Science Fair Project Encyclopedia
Japan, since 1948, has held an annual ceremony called the Coming-of-Age Day (成人の日; seijin no hi), the second Monday of January, for those becoming 20 years old in the new calendar year. Until 1999, the day was held on January 15. The day is a national holiday, and local governments generally hold some sort of ceremony. Women often wear furisode, a traditional Japanese formal kimono with long sleeves. Men usually wear suits, though some wear traditional Japanese clothes. At this age, the right to smoke, drink, and vote is granted . It was known as genpuku (see the section below) among samurai in the past.
 Gempuku In Japan, Gempuku (元服) was a celebration that showed a samurai was considered to be an adult. The age of gempuku varied from 12 to 18.
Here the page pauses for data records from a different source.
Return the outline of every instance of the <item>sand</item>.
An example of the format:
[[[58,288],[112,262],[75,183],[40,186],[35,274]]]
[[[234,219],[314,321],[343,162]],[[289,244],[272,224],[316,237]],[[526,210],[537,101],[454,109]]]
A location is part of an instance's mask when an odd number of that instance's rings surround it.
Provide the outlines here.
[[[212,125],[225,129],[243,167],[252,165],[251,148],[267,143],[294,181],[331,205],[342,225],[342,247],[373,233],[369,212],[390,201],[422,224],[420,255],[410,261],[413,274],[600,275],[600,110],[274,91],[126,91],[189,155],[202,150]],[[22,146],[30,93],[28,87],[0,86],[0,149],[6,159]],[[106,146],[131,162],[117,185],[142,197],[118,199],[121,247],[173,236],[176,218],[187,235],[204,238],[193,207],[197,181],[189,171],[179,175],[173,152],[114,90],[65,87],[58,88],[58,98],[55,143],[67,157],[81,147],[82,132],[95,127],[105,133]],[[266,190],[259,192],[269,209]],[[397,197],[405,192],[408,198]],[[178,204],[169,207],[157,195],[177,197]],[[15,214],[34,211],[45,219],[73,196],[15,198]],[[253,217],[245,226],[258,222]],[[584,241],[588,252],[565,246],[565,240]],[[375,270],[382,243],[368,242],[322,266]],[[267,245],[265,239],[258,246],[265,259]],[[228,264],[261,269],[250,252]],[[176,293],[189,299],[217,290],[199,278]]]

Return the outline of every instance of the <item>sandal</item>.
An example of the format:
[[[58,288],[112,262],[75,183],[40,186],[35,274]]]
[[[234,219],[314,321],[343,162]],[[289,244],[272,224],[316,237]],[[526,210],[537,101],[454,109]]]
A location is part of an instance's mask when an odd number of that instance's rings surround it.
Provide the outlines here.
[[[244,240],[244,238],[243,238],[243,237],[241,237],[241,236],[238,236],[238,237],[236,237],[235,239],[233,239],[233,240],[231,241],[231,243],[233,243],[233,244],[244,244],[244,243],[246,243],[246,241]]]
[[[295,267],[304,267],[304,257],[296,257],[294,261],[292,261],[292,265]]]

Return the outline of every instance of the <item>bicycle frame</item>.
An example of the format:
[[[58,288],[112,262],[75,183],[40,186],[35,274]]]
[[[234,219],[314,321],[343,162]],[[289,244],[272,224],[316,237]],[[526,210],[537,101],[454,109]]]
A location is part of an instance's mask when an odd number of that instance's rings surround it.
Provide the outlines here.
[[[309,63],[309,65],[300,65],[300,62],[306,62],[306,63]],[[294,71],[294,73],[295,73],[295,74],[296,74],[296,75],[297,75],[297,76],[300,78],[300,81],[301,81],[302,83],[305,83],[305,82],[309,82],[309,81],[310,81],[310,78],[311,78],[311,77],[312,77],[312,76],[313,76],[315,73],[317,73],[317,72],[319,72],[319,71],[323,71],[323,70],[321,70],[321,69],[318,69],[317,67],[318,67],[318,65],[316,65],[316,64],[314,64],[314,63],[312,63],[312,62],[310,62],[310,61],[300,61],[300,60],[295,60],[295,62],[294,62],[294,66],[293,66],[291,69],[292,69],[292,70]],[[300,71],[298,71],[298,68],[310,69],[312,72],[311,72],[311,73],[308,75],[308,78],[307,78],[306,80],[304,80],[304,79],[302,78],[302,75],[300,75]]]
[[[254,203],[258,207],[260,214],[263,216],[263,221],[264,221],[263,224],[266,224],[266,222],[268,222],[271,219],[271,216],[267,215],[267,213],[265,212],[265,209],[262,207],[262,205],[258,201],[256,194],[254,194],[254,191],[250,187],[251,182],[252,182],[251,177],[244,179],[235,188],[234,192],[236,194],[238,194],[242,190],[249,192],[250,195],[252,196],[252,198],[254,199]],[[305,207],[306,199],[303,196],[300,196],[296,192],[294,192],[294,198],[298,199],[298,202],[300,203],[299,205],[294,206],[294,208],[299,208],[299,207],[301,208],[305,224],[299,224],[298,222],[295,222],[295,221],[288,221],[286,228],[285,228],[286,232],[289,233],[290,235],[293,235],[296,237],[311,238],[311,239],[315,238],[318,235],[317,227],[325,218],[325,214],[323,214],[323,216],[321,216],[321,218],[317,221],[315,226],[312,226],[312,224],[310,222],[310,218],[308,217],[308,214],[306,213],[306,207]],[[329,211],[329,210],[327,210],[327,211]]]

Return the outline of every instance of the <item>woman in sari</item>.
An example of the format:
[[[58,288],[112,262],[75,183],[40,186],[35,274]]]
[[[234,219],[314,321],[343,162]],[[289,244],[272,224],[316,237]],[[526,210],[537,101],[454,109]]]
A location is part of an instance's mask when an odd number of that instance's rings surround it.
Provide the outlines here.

Upon reaching this age, men usually changed their names from their birth names to adult names, changed their hair styles to an adult style by shaving the forelocks, received their first swords, and began to be treated as adults. They separated from their mothers or governesses, and they became able to take on the dominant role in shudo (male-male love) relationships. Some were even given a territory to rule. No samurai was allowed to marry before gempuku, though they could be engaged. There was no gempuku or equivalent ceremony for women. On rare occasions, gempuku was held for someone younger than 12 for the purpose of marriage. Marriage at this age was for political purposes.
Alternate spellings include genpuku, gembuku, genbuku, gembaku, and genbaku.